Le insidie non sono molte, direi piuttosto solo una, aimè fatale… quella di non trovare una chiave interpretativa della partitura e non riuscire quindi a sviluppare un’idea convincente attraverso cui interpretare ciò che si suona. Ecco perché un’ integrale va pianificata con largo anticipo e maturata attraverso lo studio, la conoscenza del compositore attraverso i suoi lavori (e non solo quelli legati al quartetto), le prove di esecuzioni, le registrazioni etc. Non bisogna mai dimenticare che le opere in questione sono il frutto di un enorme lavoro da parte di persone straordinarie che non ammettono superficialità.
Detto questo vi è, tra le varie, una grande ed unica opportunità nell’affrontare un’integrale che si manifesta via via e che diventa chiara solo nel tempo, spesso a posteriori, ed è l’opportunità di crescita musicale tecnica ed umana che solo un lavoro così articolato e complesso offre. Non si è più le stesse persone dopo due, tre anni di lavoro così.
Come è possibile mantenere un’identità sonora di insieme affrontando repertori diversi (da Haydn alla musica contemporanea) come capita a voi?

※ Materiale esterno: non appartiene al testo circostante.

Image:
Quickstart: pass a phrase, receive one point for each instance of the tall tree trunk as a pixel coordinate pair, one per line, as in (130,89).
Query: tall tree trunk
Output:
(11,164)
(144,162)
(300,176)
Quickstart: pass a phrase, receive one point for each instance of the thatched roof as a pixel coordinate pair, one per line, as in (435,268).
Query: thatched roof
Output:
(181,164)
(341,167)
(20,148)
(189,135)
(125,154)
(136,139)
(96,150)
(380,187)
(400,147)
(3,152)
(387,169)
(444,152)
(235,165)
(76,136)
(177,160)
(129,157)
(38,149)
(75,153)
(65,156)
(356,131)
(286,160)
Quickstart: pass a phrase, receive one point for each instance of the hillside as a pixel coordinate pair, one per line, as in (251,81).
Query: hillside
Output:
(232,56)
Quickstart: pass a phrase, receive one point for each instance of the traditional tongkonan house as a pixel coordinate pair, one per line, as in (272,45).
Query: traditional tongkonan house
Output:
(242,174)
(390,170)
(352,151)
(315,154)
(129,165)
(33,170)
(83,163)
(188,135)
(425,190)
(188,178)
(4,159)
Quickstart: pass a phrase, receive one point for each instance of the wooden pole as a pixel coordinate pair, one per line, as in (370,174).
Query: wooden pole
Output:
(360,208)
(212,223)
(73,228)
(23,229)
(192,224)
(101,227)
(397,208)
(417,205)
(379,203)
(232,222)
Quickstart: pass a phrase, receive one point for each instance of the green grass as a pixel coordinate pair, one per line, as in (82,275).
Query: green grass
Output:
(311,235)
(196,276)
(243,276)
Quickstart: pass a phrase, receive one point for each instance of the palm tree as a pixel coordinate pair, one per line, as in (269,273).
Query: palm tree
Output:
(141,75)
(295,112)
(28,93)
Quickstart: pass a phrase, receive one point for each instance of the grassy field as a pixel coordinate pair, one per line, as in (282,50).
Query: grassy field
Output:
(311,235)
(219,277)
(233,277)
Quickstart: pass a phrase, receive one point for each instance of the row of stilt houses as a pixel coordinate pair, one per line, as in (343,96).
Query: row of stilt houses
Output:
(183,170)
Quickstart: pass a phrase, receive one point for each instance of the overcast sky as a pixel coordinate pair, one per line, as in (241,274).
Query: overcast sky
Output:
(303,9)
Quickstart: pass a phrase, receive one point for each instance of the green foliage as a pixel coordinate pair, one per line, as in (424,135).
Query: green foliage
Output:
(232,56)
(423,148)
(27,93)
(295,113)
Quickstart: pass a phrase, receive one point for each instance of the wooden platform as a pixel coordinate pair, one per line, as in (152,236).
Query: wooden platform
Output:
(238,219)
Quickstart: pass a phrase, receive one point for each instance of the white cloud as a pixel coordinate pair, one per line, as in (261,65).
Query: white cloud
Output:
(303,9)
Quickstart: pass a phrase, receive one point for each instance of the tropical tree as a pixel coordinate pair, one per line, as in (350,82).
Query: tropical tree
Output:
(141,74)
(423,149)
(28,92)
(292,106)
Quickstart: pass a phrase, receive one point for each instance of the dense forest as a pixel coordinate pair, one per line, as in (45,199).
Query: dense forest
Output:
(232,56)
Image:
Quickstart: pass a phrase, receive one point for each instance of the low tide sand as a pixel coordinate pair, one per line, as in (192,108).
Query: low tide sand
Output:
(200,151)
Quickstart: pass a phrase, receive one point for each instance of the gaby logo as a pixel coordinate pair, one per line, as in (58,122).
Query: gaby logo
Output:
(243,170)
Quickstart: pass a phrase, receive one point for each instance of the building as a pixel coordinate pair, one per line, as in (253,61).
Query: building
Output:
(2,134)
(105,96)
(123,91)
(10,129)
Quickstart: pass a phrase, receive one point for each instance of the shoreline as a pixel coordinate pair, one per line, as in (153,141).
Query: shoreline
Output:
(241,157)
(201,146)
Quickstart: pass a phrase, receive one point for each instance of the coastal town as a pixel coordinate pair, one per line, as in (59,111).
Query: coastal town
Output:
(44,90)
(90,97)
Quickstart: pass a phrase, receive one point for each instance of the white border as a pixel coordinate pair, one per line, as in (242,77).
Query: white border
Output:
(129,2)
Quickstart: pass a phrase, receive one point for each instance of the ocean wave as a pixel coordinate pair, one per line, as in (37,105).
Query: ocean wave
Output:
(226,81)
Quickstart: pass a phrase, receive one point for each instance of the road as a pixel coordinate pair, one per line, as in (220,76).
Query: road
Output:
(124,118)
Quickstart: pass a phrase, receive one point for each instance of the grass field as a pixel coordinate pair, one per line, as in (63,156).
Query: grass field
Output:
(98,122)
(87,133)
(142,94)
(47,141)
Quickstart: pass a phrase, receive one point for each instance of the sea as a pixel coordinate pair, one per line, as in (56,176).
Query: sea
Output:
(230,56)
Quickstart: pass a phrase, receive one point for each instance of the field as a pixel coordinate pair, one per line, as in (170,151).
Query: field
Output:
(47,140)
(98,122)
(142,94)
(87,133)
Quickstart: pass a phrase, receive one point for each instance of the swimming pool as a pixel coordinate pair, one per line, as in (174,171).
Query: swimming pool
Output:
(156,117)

Non saprei spiegarlo tecnicamente. Ricordo il nostro maestro Farulli ci disse di quanto fossimo fortunati, noi quattro, così diversi in tutto, ad avere un’identità sonora ben definita. Meglio così. Il resto è solo lavoro e studio.
Perché consigliereste a una persona che non ha mai ascoltato un Quartetto di Mozart di venire a concerto?
Perché abbiamo tutti voglia e desiderio di qualcosa di bello che ci faccia star bene. Tutti. E sono poche le cose che possono riuscirci. Mozart è tra quelle. È magico. Fa stare benissimo pur senza dover far nulla. Basta sedersi, chiudere gli occhi ed ascoltare. Non occorre nessuna e ripeto nessuna preparazione specifica. Solo la voglia di star bene. E ha un grande vantaggio: dopo il concerto si può tranquillamente guidare la macchina senza pericolo di incorrere in un controllo “alcolico”!